Data type conversions can often present problems in a database, specifically when converting from character to numerical data. I’m not talking about precision or rounding problems, not this post anyway, I’m talking about situations where your queries work fine and then one day without change to your query it just stops working with an error like this one...
Msg 245, Level 16, State 1, Line 1
Conversion failed when converting the varchar value 'T' to data type int.
What is going on? How can a query work fine and without any changes it suddenly stop working and give an error? Well, query plans, essentially your query plan is built based on statistics such as the amount of data in the table, cardinality of columns etc... As your data grows your query plans may change. Let’s see the behaviour I describe.
Firstly, our example setup; this creates a small table and populates it with 52 rows. The idea here is that the last character on the column named acharcolumn is actually suppose to be a number, in a properly designed database you would have probably a) broken it out into its own column or b) have some form of check expression to make sure the character is numeric.
create table #datatype_example (
cat int not null,
acharcolumn varchar(5) not null,
subcat int not null
)
set nocount on
declare @i int
set @i = 1
-- Bad data one...
insert #datatype_example ( cat, acharcolumn, subcat ) values( 0, '10cT', 1 )
while @i <= 50
begin
insert #datatype_example ( cat, acharcolumn, subcat ) values( @i, '20c2', @i % 5 )
set @i = @i + 1
end
go
create index nc1 on #datatype_example( cat, acharcolumn )
go
Now we have our table set up, let’s try our query; executing the query below yields one row.
select acharcolumn
from #datatype_example
where cat <= 1000
and right( acharcolumn, 1 ) = 1
and subcat = 3
go
Now, our table grows and let’s see what happens.
declare @i int
set @i = 51
while @i <= 50000
begin
insert #datatype_example ( cat, acharcolumn, subcat ) values( @i, '20c2', @i % 5 )
set @i = @i + 1
end
go
Run exactly the same query as before, this time we get an error!
select acharcolumn
from #datatype_example
where cat <= 1000
and right( acharcolumn, 1 ) = 1
and subcat = 3
go
Msg 245, Level 16, State 1, Line 1
Conversion failed when converting the varchar value 'T' to data type int.

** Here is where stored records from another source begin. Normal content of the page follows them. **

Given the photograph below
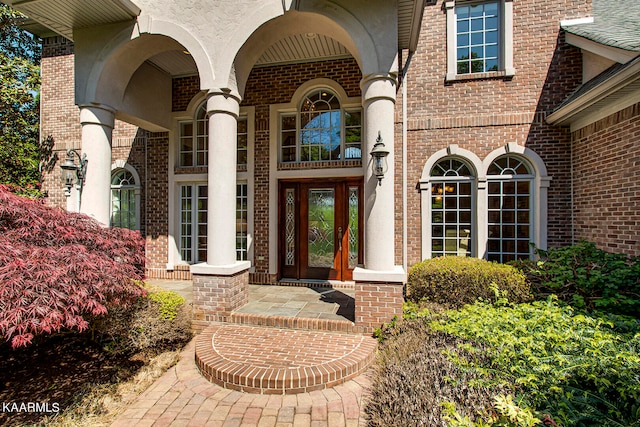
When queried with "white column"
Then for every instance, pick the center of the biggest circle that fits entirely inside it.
(223, 109)
(378, 101)
(97, 128)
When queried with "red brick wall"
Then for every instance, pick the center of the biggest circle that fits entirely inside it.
(157, 209)
(606, 160)
(501, 111)
(60, 118)
(483, 115)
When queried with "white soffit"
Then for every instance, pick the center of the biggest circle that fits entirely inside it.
(63, 16)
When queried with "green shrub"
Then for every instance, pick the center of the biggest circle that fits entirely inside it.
(455, 281)
(415, 377)
(169, 303)
(506, 413)
(575, 367)
(587, 278)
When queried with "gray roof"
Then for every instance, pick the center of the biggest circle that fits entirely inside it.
(616, 24)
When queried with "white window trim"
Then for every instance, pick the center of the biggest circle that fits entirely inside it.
(475, 165)
(346, 104)
(541, 183)
(506, 42)
(175, 180)
(274, 155)
(121, 164)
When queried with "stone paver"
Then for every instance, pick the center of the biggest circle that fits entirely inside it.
(182, 397)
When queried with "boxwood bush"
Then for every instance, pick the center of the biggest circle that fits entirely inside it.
(455, 281)
(587, 277)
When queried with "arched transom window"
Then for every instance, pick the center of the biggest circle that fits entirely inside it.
(194, 140)
(451, 208)
(321, 130)
(510, 212)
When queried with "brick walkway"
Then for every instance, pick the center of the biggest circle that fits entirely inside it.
(183, 397)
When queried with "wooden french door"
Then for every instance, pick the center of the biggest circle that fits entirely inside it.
(320, 228)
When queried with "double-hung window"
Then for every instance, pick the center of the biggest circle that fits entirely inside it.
(479, 39)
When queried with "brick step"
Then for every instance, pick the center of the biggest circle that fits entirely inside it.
(256, 359)
(312, 324)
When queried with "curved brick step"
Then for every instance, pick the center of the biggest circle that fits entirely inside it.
(280, 361)
(327, 325)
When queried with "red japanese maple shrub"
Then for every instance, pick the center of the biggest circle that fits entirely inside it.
(58, 268)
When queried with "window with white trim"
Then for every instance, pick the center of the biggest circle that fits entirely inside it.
(193, 222)
(321, 130)
(194, 139)
(243, 141)
(451, 208)
(509, 189)
(123, 199)
(479, 38)
(194, 136)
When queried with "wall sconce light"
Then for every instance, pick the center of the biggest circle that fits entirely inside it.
(379, 154)
(73, 174)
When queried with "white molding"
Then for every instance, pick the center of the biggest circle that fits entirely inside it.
(540, 182)
(576, 21)
(274, 156)
(577, 113)
(612, 53)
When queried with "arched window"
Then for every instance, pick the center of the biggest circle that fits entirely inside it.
(452, 192)
(124, 203)
(193, 139)
(321, 130)
(509, 211)
(193, 147)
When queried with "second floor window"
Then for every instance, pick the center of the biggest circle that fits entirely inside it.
(477, 38)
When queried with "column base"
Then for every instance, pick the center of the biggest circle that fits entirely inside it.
(219, 290)
(378, 297)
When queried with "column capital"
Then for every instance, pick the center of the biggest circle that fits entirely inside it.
(224, 101)
(97, 114)
(379, 86)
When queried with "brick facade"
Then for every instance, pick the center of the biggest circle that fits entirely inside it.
(479, 115)
(606, 182)
(485, 114)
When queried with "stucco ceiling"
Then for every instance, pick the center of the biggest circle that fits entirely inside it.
(49, 17)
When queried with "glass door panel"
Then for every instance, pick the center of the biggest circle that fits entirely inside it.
(321, 226)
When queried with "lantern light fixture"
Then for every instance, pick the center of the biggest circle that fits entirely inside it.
(73, 173)
(379, 154)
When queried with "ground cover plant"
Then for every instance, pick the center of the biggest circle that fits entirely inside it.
(499, 363)
(587, 277)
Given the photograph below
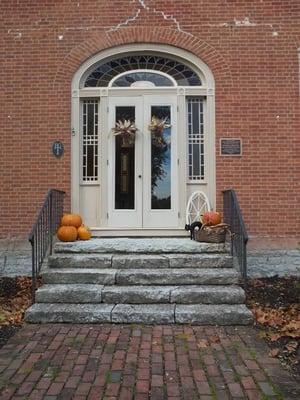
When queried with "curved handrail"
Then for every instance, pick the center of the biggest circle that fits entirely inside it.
(43, 230)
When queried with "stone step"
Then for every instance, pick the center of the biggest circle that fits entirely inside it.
(121, 261)
(222, 314)
(164, 276)
(72, 293)
(140, 245)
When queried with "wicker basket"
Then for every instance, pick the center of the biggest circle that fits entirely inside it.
(212, 234)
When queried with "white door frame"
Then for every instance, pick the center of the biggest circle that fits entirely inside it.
(80, 191)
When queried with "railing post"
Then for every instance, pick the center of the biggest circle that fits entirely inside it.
(51, 216)
(33, 283)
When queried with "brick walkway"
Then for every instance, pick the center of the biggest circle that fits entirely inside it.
(140, 362)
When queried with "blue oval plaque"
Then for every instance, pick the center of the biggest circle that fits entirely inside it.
(58, 149)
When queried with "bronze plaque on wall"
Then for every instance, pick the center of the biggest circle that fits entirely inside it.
(231, 147)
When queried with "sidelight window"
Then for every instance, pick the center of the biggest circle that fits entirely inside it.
(195, 128)
(90, 121)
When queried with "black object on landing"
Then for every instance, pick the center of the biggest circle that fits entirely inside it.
(192, 228)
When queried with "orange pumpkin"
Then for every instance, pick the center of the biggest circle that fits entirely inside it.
(71, 220)
(211, 218)
(84, 233)
(67, 233)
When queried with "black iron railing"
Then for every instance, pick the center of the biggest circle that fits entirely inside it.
(239, 238)
(41, 235)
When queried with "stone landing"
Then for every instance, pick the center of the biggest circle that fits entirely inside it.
(140, 280)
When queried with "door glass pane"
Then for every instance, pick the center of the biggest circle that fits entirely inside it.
(160, 157)
(124, 163)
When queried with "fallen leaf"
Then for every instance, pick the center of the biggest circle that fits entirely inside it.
(202, 344)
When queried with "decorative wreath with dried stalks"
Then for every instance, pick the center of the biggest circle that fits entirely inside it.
(156, 128)
(127, 130)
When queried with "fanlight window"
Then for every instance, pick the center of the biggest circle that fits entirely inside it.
(133, 78)
(104, 73)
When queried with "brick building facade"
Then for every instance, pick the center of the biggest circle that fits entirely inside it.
(250, 47)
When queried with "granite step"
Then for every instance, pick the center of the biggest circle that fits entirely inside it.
(222, 314)
(140, 245)
(124, 261)
(124, 277)
(80, 293)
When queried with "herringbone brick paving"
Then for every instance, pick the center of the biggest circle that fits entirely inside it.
(141, 362)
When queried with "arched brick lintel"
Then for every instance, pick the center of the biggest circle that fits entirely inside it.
(104, 40)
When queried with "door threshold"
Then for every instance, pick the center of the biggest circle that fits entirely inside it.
(122, 232)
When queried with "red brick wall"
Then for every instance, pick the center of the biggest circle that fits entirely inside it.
(250, 46)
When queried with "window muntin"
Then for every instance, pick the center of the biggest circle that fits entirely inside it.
(90, 122)
(103, 73)
(195, 122)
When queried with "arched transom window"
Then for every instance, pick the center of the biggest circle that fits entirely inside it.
(127, 71)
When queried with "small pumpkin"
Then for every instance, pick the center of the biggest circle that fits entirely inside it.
(71, 220)
(211, 218)
(84, 233)
(67, 233)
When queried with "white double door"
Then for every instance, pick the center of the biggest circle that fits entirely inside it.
(143, 173)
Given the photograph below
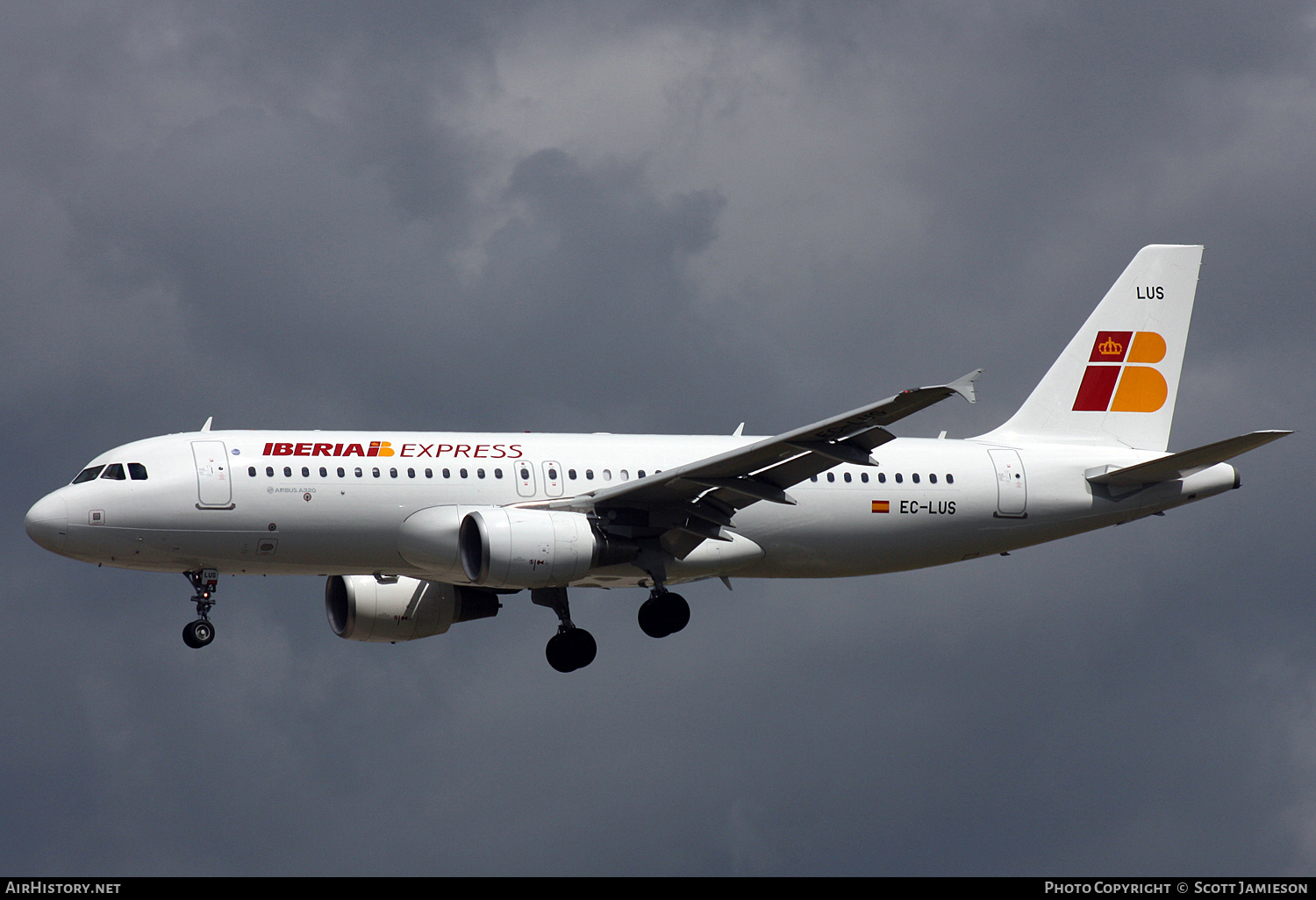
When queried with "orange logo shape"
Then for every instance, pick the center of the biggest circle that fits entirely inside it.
(1118, 387)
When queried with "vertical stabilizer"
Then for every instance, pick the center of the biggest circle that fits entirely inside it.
(1118, 379)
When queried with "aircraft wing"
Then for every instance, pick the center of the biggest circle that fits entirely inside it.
(694, 502)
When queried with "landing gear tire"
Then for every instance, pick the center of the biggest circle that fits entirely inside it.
(197, 634)
(663, 613)
(571, 649)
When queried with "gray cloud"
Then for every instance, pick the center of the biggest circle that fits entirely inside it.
(660, 218)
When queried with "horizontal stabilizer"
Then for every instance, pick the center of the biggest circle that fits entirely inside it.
(1182, 465)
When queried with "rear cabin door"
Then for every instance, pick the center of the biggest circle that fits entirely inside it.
(1011, 484)
(553, 479)
(524, 474)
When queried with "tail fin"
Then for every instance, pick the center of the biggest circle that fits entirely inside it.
(1118, 379)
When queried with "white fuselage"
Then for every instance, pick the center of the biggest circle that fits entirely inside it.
(316, 503)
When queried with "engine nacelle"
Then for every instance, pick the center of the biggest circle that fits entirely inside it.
(363, 608)
(512, 547)
(428, 541)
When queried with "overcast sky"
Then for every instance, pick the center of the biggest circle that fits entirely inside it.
(657, 218)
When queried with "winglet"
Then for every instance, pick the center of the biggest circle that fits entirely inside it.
(963, 386)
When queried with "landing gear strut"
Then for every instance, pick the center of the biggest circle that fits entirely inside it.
(571, 647)
(663, 613)
(202, 632)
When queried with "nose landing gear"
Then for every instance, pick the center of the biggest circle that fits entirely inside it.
(202, 632)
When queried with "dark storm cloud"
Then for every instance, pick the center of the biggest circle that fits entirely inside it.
(655, 218)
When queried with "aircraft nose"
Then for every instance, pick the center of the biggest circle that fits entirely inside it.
(47, 523)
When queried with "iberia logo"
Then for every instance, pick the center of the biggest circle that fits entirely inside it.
(1141, 389)
(376, 449)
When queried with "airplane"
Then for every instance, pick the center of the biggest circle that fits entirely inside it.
(418, 531)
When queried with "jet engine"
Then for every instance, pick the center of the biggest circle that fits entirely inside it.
(365, 608)
(428, 539)
(512, 547)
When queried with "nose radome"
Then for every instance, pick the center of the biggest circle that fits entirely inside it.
(47, 523)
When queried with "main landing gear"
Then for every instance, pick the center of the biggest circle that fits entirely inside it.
(202, 632)
(571, 647)
(663, 613)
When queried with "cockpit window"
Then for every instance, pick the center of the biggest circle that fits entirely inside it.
(87, 474)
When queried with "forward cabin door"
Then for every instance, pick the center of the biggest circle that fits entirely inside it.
(213, 475)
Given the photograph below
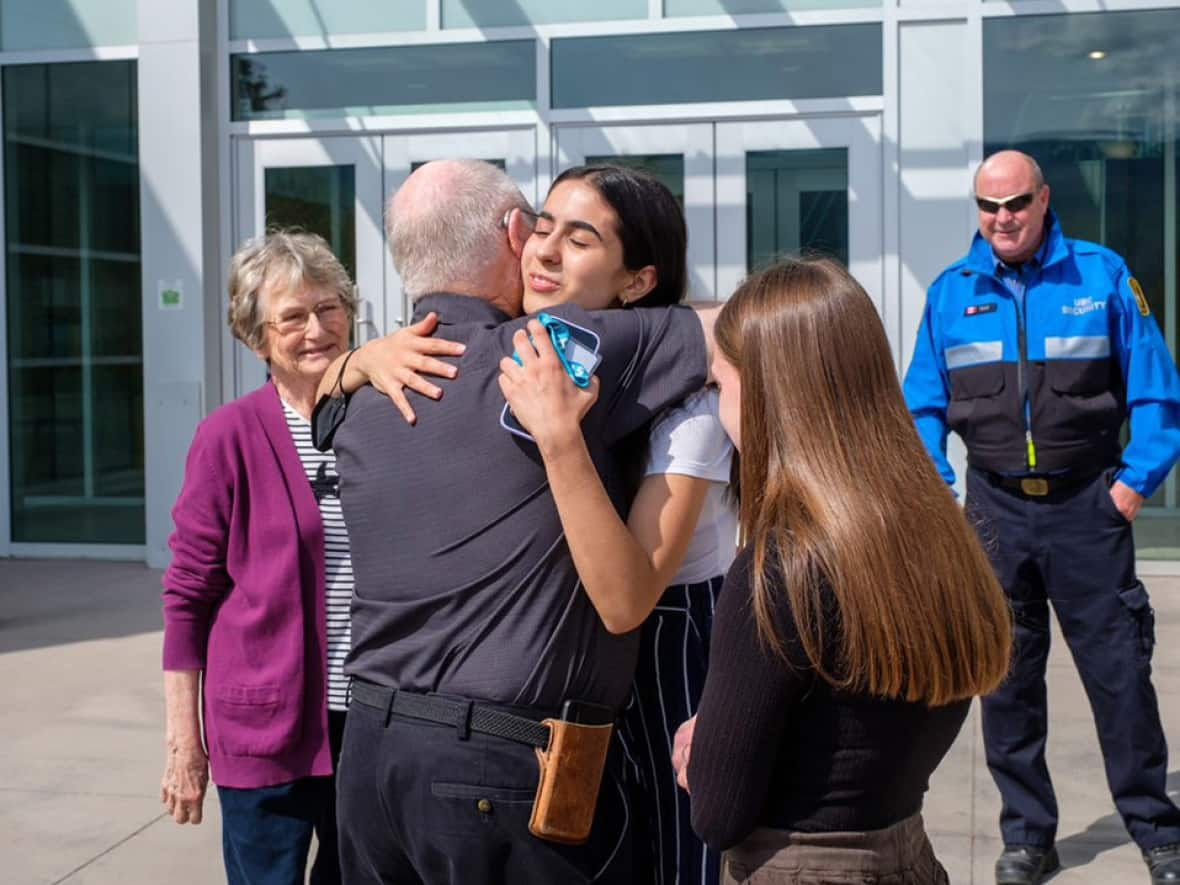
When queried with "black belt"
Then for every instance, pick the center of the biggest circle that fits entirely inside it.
(465, 715)
(1040, 486)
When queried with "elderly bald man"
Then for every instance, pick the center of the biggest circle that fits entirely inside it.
(470, 625)
(1035, 348)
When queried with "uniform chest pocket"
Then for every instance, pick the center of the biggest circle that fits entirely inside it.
(1079, 378)
(969, 384)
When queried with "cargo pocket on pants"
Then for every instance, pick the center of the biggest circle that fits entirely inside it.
(1134, 600)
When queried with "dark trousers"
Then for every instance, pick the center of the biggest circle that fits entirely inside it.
(420, 805)
(674, 656)
(899, 854)
(267, 831)
(1073, 549)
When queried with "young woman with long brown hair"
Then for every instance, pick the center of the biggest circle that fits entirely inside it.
(859, 618)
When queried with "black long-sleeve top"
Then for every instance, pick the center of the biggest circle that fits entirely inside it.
(777, 747)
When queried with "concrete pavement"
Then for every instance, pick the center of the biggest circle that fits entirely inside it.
(83, 746)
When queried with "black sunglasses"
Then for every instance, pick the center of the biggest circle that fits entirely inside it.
(1013, 204)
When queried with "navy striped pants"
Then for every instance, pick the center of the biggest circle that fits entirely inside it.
(674, 656)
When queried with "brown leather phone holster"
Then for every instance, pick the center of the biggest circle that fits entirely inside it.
(570, 775)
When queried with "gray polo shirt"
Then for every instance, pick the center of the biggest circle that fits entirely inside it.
(464, 582)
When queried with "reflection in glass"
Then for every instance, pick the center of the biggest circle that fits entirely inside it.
(745, 7)
(73, 302)
(510, 13)
(1093, 97)
(320, 200)
(740, 65)
(797, 201)
(385, 79)
(667, 168)
(264, 19)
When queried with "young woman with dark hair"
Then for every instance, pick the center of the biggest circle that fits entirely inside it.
(861, 614)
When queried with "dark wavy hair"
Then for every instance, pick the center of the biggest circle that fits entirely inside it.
(650, 225)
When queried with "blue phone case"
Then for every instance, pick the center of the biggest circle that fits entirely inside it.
(582, 348)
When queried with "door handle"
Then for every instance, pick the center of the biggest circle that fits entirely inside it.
(361, 320)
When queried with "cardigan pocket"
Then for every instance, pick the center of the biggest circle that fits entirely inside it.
(253, 720)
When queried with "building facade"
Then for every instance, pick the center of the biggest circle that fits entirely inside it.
(143, 141)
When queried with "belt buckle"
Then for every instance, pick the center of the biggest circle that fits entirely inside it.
(1035, 486)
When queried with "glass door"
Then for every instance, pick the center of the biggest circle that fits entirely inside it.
(512, 150)
(680, 156)
(791, 187)
(330, 187)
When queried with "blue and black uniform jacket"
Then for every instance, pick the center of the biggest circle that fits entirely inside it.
(1041, 381)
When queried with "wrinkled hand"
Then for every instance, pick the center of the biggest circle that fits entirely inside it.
(681, 751)
(542, 395)
(398, 361)
(1127, 499)
(183, 787)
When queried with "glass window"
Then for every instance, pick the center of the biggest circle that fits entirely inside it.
(67, 24)
(387, 79)
(1093, 97)
(797, 201)
(742, 65)
(667, 168)
(262, 19)
(73, 302)
(743, 7)
(321, 200)
(507, 13)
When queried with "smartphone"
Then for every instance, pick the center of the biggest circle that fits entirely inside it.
(581, 348)
(587, 714)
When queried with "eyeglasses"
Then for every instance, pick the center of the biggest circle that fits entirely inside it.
(1014, 203)
(326, 312)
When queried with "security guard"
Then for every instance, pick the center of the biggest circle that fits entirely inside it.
(1035, 348)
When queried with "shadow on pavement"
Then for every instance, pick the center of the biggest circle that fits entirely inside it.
(54, 602)
(1081, 849)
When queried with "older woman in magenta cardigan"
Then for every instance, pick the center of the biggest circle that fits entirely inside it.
(247, 636)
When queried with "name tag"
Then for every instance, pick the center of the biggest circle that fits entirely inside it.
(976, 309)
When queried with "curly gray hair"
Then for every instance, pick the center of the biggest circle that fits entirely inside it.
(287, 260)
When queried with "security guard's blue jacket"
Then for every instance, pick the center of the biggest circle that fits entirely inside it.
(1042, 382)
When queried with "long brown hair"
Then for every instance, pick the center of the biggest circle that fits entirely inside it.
(841, 500)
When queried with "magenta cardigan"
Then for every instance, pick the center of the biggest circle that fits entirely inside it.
(244, 600)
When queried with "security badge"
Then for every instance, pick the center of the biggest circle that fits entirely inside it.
(1140, 299)
(976, 309)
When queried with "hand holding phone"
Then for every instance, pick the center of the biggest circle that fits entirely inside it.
(536, 381)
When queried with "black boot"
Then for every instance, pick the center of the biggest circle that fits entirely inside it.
(1028, 865)
(1164, 861)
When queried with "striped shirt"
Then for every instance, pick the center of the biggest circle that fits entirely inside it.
(338, 579)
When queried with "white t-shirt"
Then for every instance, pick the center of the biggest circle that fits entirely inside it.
(689, 440)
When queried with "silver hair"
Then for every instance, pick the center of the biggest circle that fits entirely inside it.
(287, 259)
(1037, 175)
(450, 233)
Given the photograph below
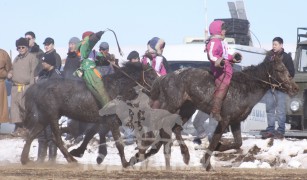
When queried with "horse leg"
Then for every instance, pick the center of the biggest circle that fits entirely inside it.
(88, 136)
(143, 142)
(102, 149)
(26, 148)
(236, 131)
(213, 144)
(183, 147)
(58, 140)
(118, 141)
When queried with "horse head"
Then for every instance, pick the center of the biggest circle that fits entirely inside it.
(279, 77)
(149, 76)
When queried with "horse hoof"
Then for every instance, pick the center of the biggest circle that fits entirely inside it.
(186, 158)
(133, 161)
(126, 164)
(100, 158)
(76, 153)
(205, 164)
(24, 161)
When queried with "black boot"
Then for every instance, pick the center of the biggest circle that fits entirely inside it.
(52, 152)
(42, 152)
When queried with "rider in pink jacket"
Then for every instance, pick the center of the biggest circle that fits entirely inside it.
(221, 65)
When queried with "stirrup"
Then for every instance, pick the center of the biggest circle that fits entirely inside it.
(216, 116)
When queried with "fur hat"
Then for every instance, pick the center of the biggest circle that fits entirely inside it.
(87, 33)
(104, 46)
(133, 55)
(22, 42)
(31, 34)
(74, 40)
(49, 58)
(48, 41)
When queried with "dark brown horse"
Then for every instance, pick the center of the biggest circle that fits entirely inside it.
(196, 87)
(47, 101)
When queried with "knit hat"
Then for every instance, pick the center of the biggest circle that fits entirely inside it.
(49, 58)
(133, 55)
(156, 44)
(87, 33)
(48, 41)
(31, 34)
(74, 40)
(22, 42)
(104, 46)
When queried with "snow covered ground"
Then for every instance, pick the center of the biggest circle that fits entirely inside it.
(254, 153)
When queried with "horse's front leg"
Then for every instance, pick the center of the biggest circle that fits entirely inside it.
(167, 143)
(58, 140)
(30, 137)
(79, 152)
(236, 131)
(144, 140)
(183, 147)
(118, 141)
(213, 144)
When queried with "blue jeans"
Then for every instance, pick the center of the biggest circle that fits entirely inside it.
(275, 109)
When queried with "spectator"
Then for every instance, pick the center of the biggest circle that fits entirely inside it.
(49, 48)
(45, 138)
(73, 59)
(5, 67)
(274, 99)
(34, 48)
(133, 56)
(22, 76)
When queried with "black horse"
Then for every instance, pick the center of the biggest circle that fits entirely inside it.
(47, 101)
(192, 89)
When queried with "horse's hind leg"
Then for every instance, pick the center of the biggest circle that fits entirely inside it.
(236, 131)
(213, 144)
(102, 149)
(143, 143)
(58, 140)
(88, 136)
(26, 148)
(114, 124)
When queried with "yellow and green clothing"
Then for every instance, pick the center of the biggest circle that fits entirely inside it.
(90, 74)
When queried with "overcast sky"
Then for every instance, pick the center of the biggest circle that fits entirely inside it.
(137, 21)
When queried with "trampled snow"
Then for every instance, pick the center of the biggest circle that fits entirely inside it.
(286, 153)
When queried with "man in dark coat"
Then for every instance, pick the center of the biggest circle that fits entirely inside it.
(49, 47)
(275, 100)
(35, 49)
(73, 60)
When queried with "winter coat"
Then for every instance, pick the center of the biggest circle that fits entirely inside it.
(286, 59)
(5, 67)
(23, 76)
(72, 63)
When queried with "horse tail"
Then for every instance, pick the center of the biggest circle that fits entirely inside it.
(155, 89)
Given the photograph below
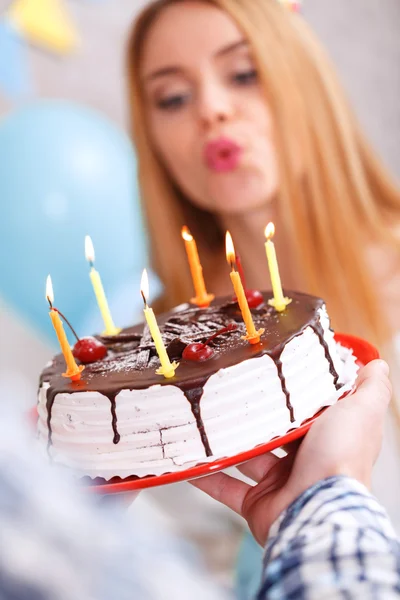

We can ‘fix’ the problem by creating an index, but how long until we get the error again?
create index nc2 on #datatype_example ( subcat, cat, acharcolumn )
go
select acharcolumn
from #datatype_example
where cat <= 1000
and right( acharcolumn, 1 ) = 1
and subcat = 3
go
drop table #datatype_example
Ok, so what’s going on, what’s the recommendation on this?
It’s all down to access paths and which expressions in the WHERE clause are evaluated first; the WHERE clause is suppose to evaluate all at once which is why the position of expressions on the WHERE has no effect, also using brackets has no effect on the access paths chosen – using brackets does have effect on evaluation order though – but, the data will have been got by then. Note, two things to remember here – access paths is the means by which you get at the data you want (the index chosen for instance) and the evaluation order is like it says on the tin – the order the expressions (logic) on the WHERE clause is evaluated.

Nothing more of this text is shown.